Ok, mi rendo conto che molti siano confusi e abbiano subito pensato al Giappone, ma la tradizione della pasta, e in particolare dei tagliolini in brodo, è talmente antica che molti pensano che il Giappone l’abbia mutuata dalla Cina: “ramen” infatti potrebbe essere una traslitterazione di “lamian” il nome di questi particolarissimi tagliolini tirati interamente a mano.
Altro momento di panico…in questa ricetta non vi obbligherò a farvi la pasta in casa, anche perché per produrre dei VERI lamian in stile Lanzhou bisogna essere dei maestri e avere le braccia forti! 😉
L’unica cosa che vi chiedo è di cercare di trovare dei tagliolini per ramen (nei negozi etnici o dal BIO) a base di farina di grano tipo 00 che non siano quelli istantanei (di solito “conditi” con aromi e additivi): la particolarità di questi tagliolini è che cotti propriamente al dente rimangono leggermente “gommosetti”.

Una ciotola di ramen di Lanzhou racchiude, oltre al gusto, storia e filosofia.
La sua particolarità di essere preparata con carne di manzo e non di maiale (come succede molte volte per i tagliolini in brodo) risiede nel fatto che la zona di Lanzhou ha un’alta concentrazione di cinesi di religione mussulmana: nella ricetta originale antica infatti la carne di manzo era affiancata a quella ovina e il sontuoso mix di di spezie ne smorzava il gusto intenso.
Il piatto deve presentare chiaramente diversi colori in modo da appagare anche la vista: il chiaro del brodo, il bianco del daikon, il rosso del peperoncino, il verde del cipollotto e del coriandolo, e il giallognolo dei tagliolini.

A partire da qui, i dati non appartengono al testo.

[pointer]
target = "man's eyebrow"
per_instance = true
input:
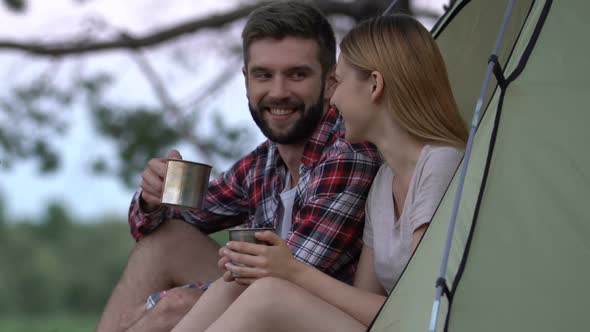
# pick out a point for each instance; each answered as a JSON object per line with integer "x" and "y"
{"x": 258, "y": 68}
{"x": 300, "y": 68}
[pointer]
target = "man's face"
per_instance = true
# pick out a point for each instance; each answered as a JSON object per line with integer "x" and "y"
{"x": 285, "y": 88}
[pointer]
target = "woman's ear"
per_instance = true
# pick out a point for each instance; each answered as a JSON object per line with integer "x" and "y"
{"x": 330, "y": 84}
{"x": 377, "y": 85}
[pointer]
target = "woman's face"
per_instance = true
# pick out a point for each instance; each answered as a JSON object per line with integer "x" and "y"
{"x": 352, "y": 97}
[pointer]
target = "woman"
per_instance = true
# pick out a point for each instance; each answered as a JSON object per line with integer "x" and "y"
{"x": 393, "y": 90}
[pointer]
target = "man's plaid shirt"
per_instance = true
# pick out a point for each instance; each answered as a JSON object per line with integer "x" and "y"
{"x": 328, "y": 212}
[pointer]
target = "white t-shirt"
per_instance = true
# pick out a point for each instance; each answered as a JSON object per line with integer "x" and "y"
{"x": 391, "y": 239}
{"x": 287, "y": 199}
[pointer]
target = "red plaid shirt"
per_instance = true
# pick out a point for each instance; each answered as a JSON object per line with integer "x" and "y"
{"x": 328, "y": 212}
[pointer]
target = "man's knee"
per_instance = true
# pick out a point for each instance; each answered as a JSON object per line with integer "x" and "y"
{"x": 269, "y": 293}
{"x": 177, "y": 302}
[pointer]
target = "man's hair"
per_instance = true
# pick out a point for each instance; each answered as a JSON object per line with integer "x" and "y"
{"x": 281, "y": 19}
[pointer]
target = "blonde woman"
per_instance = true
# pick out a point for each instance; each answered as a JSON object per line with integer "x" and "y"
{"x": 393, "y": 91}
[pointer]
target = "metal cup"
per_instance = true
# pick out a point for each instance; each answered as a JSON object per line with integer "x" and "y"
{"x": 246, "y": 235}
{"x": 185, "y": 184}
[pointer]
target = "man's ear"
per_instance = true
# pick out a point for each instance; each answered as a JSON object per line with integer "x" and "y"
{"x": 330, "y": 83}
{"x": 377, "y": 86}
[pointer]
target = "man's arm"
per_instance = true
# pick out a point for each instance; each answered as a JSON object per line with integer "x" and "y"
{"x": 226, "y": 204}
{"x": 328, "y": 226}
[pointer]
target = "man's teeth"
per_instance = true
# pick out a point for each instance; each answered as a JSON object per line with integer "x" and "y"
{"x": 280, "y": 111}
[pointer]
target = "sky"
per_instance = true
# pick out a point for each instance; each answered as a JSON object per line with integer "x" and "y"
{"x": 24, "y": 191}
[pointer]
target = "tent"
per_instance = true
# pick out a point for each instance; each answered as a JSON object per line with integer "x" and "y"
{"x": 519, "y": 259}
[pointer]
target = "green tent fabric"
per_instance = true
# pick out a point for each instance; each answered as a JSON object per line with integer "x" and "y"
{"x": 520, "y": 256}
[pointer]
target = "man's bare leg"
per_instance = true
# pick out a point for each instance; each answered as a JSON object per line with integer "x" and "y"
{"x": 175, "y": 254}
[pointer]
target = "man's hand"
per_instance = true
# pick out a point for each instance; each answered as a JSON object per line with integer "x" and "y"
{"x": 152, "y": 181}
{"x": 273, "y": 260}
{"x": 221, "y": 264}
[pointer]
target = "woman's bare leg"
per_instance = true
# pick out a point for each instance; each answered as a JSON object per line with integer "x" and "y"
{"x": 272, "y": 304}
{"x": 211, "y": 305}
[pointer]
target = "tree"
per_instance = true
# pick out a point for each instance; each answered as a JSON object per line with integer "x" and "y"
{"x": 58, "y": 81}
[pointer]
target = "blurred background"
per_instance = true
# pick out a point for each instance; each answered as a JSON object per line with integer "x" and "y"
{"x": 90, "y": 90}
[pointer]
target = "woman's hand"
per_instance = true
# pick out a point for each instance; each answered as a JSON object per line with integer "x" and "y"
{"x": 273, "y": 260}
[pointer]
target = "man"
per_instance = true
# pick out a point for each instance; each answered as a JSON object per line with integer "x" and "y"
{"x": 305, "y": 179}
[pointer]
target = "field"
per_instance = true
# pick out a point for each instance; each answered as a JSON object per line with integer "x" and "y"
{"x": 61, "y": 323}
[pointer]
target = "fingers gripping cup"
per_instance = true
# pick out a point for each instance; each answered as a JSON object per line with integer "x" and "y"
{"x": 246, "y": 235}
{"x": 185, "y": 184}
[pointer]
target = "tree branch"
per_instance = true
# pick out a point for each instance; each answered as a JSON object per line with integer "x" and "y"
{"x": 357, "y": 10}
{"x": 168, "y": 104}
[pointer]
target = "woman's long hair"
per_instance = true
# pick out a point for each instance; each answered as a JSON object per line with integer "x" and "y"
{"x": 416, "y": 85}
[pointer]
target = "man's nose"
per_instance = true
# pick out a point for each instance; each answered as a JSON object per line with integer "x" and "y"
{"x": 279, "y": 89}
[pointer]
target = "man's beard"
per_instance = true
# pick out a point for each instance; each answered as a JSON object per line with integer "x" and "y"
{"x": 301, "y": 130}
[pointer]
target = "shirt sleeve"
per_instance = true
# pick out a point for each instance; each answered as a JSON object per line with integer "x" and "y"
{"x": 329, "y": 224}
{"x": 226, "y": 205}
{"x": 437, "y": 172}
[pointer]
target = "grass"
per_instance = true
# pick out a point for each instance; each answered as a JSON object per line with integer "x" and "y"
{"x": 57, "y": 323}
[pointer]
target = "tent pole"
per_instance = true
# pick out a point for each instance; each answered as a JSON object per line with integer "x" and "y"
{"x": 458, "y": 195}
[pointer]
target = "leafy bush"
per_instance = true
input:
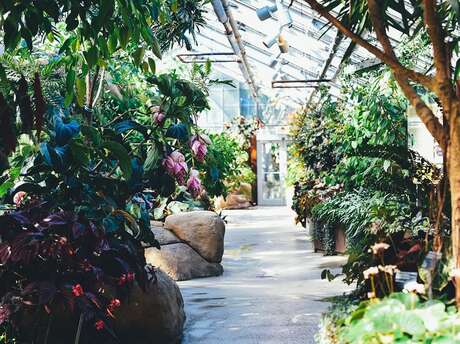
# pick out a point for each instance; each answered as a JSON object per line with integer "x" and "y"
{"x": 226, "y": 165}
{"x": 56, "y": 261}
{"x": 401, "y": 317}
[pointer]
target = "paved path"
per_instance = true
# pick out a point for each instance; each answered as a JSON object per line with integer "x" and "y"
{"x": 271, "y": 291}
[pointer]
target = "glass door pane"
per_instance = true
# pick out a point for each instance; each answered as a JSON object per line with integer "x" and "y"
{"x": 270, "y": 174}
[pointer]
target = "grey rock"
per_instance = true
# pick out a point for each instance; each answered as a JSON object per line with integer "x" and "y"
{"x": 204, "y": 231}
{"x": 156, "y": 316}
{"x": 181, "y": 262}
{"x": 164, "y": 236}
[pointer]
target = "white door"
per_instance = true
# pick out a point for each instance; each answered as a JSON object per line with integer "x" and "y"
{"x": 271, "y": 172}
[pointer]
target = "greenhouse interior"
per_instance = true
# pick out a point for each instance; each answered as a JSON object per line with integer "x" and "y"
{"x": 229, "y": 171}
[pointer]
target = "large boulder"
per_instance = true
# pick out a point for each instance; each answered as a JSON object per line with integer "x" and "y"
{"x": 204, "y": 231}
{"x": 163, "y": 236}
{"x": 181, "y": 262}
{"x": 154, "y": 317}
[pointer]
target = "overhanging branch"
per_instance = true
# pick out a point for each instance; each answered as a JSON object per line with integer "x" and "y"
{"x": 417, "y": 77}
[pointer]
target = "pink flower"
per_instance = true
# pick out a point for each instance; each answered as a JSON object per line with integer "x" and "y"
{"x": 177, "y": 156}
{"x": 176, "y": 166}
{"x": 194, "y": 183}
{"x": 159, "y": 117}
{"x": 18, "y": 198}
{"x": 77, "y": 290}
{"x": 199, "y": 147}
{"x": 4, "y": 313}
{"x": 99, "y": 325}
{"x": 169, "y": 164}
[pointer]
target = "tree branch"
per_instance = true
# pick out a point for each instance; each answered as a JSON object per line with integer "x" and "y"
{"x": 436, "y": 34}
{"x": 432, "y": 123}
{"x": 417, "y": 77}
{"x": 423, "y": 111}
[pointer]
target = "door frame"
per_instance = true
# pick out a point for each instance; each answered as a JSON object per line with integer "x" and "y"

Corine Tiah, nel 2015, è una studentessa in Comunicazione di Singapore che partecipa al concorso “Looking China 2015” con un documentario di 10 minuti intitolato “A Bowl of Lanzhou Beef Noodles”: il cortometraggio, tra i migliori presentati, ha un taglio quasi antropologico con le interviste, il cambio culturale, la prospettiva. Il mio consiglio è di prendervi questi 10 minuti e guardarlo: il video è sottotitolato in inglese (quindi niente paura).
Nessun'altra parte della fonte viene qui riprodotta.